Queenstown Lakes and The Wakatipu is famous for it’s concentration of amazing landscapes. For me it’s a blessing to be in a position to explore and discover new corners of the region as much as I do.
Much of life, however, is spent on the mundane activities of day to day existence. Walking the dog, gardening, the weekly shopping excursion – could all be seen as chores that take me away from the beauty and majesty of the environment.

Walking the same path day in and day out or driving the same route to town, could be a drag for some. But here, the mountains, the expanses of water, the rivers and rolling farmlands are a stage, a set, brought alive with light and color as the seasons pass and clouds, mist, rain, snow, sunrises and sunsets play across the landscape.

Two minutes walk from my house, lays the Lake Wakatipu waterfront. Water stretches north from here for forty kilometres. The distant shapes of Coronet Peak and Deer Park Heights are framed in the “V” where the Eyre Mountains and Remarkables ranges run down to the lake. Closer, the long fingers of the Devil’s Staircase reach into the waters.

The features of this scene are so familiar to me, and yet every day vista presents a new face. How many memorable pictures have I taken of this endlessly changing scene – it’s turquoise depths reflecting an expanse of blue on a bright spring day or distant details resolving slowly out of golden fog as morning mist rises on a summer morning and then winter sunsets where Coronet peak glows pink and orange framed by darkening hills.

Then there’s the drama – when winds funnel through the narrows at The Devil’s Stair, breakers crash, whitecaps dot the turquoise water and water witches dance across the horizon. Approaching rain darkens the cleft between the ranges and black clouds flow over the ridge lines, passing west to east.

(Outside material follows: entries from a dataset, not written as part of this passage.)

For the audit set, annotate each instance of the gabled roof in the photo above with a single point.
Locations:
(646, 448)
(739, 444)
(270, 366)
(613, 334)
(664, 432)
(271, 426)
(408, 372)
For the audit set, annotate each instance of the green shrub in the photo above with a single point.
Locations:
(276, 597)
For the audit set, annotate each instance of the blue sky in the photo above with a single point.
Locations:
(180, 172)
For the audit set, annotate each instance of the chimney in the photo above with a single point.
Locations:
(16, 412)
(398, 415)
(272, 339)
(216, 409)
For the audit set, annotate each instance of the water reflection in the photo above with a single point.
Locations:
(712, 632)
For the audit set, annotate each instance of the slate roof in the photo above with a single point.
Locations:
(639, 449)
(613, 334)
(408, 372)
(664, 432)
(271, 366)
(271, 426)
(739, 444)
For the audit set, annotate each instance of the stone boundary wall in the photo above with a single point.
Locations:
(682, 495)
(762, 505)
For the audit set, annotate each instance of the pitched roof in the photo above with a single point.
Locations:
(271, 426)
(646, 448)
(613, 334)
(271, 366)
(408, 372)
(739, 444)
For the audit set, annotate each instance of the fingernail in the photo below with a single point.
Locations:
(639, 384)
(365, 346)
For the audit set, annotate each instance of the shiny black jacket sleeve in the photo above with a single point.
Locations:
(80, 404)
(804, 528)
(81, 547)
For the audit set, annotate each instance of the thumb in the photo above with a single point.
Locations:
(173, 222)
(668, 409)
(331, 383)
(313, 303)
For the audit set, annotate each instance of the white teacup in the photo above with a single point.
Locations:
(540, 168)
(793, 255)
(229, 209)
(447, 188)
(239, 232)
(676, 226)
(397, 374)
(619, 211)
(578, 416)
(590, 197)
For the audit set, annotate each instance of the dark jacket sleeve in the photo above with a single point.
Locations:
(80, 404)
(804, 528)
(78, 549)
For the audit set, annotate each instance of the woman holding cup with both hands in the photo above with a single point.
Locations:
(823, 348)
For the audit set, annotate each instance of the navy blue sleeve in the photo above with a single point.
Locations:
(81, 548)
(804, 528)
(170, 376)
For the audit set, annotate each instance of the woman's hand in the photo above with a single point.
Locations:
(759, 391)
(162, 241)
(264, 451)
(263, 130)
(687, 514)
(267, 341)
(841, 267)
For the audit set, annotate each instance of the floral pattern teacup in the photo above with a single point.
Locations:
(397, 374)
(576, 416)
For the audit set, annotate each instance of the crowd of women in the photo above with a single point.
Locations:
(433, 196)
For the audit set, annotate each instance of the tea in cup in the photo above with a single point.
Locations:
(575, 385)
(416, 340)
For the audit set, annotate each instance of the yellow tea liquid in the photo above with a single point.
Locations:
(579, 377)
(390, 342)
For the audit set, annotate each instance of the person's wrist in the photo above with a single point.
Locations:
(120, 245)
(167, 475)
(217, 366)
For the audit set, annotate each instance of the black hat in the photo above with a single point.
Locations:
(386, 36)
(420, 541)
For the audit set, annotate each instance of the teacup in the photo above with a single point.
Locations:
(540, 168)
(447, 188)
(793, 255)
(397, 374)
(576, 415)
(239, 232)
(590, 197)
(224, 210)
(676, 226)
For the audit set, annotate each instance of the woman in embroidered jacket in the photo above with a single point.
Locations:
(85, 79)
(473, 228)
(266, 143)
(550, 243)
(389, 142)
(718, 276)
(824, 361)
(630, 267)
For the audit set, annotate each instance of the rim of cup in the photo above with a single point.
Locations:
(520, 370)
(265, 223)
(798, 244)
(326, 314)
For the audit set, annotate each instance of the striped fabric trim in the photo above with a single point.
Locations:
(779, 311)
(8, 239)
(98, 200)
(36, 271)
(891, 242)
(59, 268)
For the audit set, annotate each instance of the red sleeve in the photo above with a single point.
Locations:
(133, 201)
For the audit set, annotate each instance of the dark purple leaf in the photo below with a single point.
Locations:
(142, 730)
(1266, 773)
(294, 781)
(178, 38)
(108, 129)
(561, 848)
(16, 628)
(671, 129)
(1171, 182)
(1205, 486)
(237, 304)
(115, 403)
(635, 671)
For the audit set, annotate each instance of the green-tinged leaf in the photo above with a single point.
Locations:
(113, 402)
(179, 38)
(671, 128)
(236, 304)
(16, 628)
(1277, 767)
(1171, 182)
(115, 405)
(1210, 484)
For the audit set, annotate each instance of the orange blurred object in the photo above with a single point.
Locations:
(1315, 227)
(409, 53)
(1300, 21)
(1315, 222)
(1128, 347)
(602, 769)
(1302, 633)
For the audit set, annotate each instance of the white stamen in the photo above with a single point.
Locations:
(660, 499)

On cold clear winter nights, the mountains on either side glow majestically, their snowy shoulders reflecting moonlight as the long cloud-like form of the the Milky Way sparkles above.

While the South Island is full of amazing landforms, views and vistas, it’s the weather and the light that are the real stars. You could photograph the same view a hundred times and each would be something unique or you could just be there and enjoy the ever-changing beauty.